Climbing Kilimanjaro is undoubtedly one of my proudest achievements. I particularly struggled with altitude sickness, and I definitely wasn’t as fit as I could have been, and yet I am proud to say that I reached the peak. Of course, reaching Uhuru Peak was an unforgettable experience, but I often feel that too much emphasis is put on this aspect of the challenge. People often overlook what else the Kilimanjaro challenge has to offer, besides the trek itself. Let me show you why else you should consider signing up…

1.     The fundraising. Yes, climbing Kili was extremely difficult, but so was the year spent fundraising before it! Raising thousands of pounds is not an easy undertaking, and should not be agreed to without thinking. Standing in the freezing cold during bucket collections, waking up at 4am to make sure I’m at tube station before rush hour during the London Loot, spreading the word to friends and family… It takes time, it takes effort, and above all, it takes determination. And yet I managed it and so have thousands of students before me and so will thousands of students after me.  I remember being so nervous during my first bucket collection! What a confidence boost it was when I brought the bucket back to my charity’s representative and we found out how much money I had raised!

Knowing that I’ve raised not only money, but also awareness, for the Meningitis Research Foundation makes me extremely proud. I still keep tabs on the charity on social media, and still read their newsletters, because I’m proud of the fact that I have had a positive impact, no matter how small, and I hope that others will continue to do the same. This is something worth celebrating, and forms a massive part of why you should sign up to a challenge.
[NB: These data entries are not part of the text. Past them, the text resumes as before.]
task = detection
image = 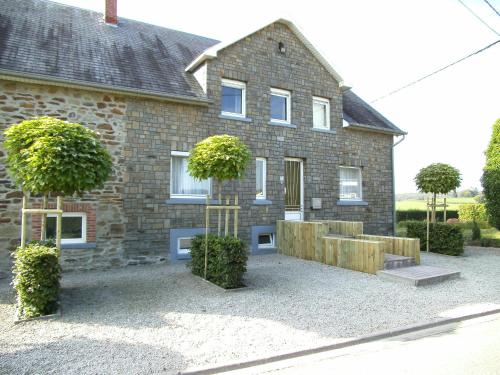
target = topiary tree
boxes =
[188,134,252,198]
[481,119,500,230]
[415,163,462,223]
[4,117,112,239]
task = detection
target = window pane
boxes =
[255,159,265,198]
[171,156,210,195]
[313,102,327,128]
[45,216,83,239]
[340,168,361,199]
[221,86,243,114]
[271,95,288,121]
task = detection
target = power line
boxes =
[483,0,500,17]
[370,39,500,103]
[457,0,500,36]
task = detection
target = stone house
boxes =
[0,0,405,270]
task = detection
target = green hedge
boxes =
[188,234,248,289]
[458,203,488,222]
[396,210,458,223]
[13,243,61,318]
[406,221,464,255]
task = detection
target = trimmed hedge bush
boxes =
[406,221,464,255]
[13,243,61,318]
[458,203,488,222]
[188,234,248,289]
[396,210,458,223]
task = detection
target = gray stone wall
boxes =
[0,24,392,269]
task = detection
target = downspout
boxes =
[391,134,406,236]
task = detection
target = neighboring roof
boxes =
[186,18,344,86]
[342,90,406,135]
[0,0,405,134]
[0,0,219,102]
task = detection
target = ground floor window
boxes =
[258,233,275,249]
[45,212,87,244]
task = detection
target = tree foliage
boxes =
[481,119,500,229]
[188,134,251,181]
[415,163,462,194]
[4,117,112,195]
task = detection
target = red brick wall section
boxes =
[31,202,96,242]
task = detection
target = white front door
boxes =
[285,158,304,220]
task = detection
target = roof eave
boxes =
[185,18,345,87]
[0,68,212,106]
[344,122,408,135]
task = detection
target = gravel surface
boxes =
[0,248,500,374]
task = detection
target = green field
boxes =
[396,198,477,211]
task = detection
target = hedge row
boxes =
[396,210,458,223]
[13,243,61,318]
[406,221,464,255]
[188,234,248,289]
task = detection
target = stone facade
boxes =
[0,23,393,269]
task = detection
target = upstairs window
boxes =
[271,88,291,124]
[255,158,266,199]
[340,167,362,201]
[221,79,246,117]
[170,151,210,198]
[313,97,330,130]
[45,212,87,244]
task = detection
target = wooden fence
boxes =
[356,234,420,264]
[323,237,384,274]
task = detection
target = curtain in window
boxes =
[313,102,326,128]
[171,156,210,195]
[340,168,361,199]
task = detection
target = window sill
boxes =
[219,114,252,122]
[311,128,337,134]
[252,199,273,206]
[61,242,97,250]
[268,121,297,129]
[337,200,368,206]
[165,198,219,205]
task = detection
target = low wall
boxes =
[356,234,420,264]
[323,236,384,274]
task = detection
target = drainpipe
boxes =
[391,134,406,236]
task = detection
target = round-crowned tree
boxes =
[4,117,112,195]
[188,134,251,194]
[481,119,500,230]
[415,163,462,223]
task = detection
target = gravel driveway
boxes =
[0,248,500,374]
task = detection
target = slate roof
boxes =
[0,0,404,134]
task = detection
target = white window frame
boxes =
[339,165,363,201]
[220,78,247,118]
[269,87,292,124]
[177,236,194,255]
[47,212,87,244]
[170,151,212,199]
[257,232,276,249]
[255,158,267,199]
[313,96,330,130]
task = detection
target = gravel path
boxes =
[0,248,500,374]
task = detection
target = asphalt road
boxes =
[229,314,500,375]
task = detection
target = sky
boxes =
[53,0,500,193]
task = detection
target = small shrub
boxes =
[407,221,464,255]
[458,203,488,222]
[188,234,248,289]
[396,210,458,223]
[13,243,61,318]
[471,221,481,241]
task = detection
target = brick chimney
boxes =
[104,0,118,26]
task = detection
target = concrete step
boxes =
[384,254,417,270]
[377,266,460,286]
2.     The training. Now although I did train, I do wish that I had dedicated more time. Those who train more, can enjoy the trek more. Take this opportunity to build up a training routine which you may wish to continue even after your trek is over. It’s a way of inserting exercise into your lifestyle, so if not for anything else, do a trek to make yourself happy!

3.     The preparation. Frankly, I had no idea what I was doing in the months leading up to the challenge. People were throwing words around like vaccinations, visas, equipment, etc., and all I could think was, ‘God knows how I’m going to get all of this done’. After some research, I soon realised that all of the information I need is readily available for me, I just have to actually read it! Choose a Challenge send out regular emails to help get their students prepared, they have so many relevant blogs which only take a few minutes each to read, and they have an extremely concise briefing pack which I refer to as my ‘Kili Bible’. After going through all of these, I knew exactly what I had to do. It took no time at all to get my visa, I got my vaccinations sorted, and I knew exactly what equipment I wanted to rent and what I’d buy beforehand. The point is, I became resourceful. I went from knowing nothing to being fairly confident that I was prepared for my challenge, and I’m happy I put myself in a position where I could achieve that level of satisfaction.

4.     The culture. I’d never stepped foot in Africa before and before I knew it I was at Kilimanjaro Airport, a week away from standing on the Roof of Africa. Probably one of the best aspects of the Kilimanjaro trek was the time spent in Tanzania, and interacting with the people in Moshi. They were so lovely, and really made us all feel comfortable. I learnt so much about the standard of living there. It was especially shocking when we were told that people in Moshi had much better lives than most people elsewhere in Tanzania. It’s important to be culturally aware, and I don’t think I paid enough attention to this until then. The guides in particular I feel especially grateful for. I suffered massively from the altitude sickness, so much so that one of the guides basically carried me back down after reaching Uhuru Peak. Their repetition of ‘pole pole’, meaning  ‘slowly slowly’, as we climbed was almost like an anthem encouraging us to get to the top. As a 20-year-old student, it isn’t often that I get the opportunity to live outside my own bubble, but having done this challenge, I can truly say that I am not the same person I was before embarking on this voyage.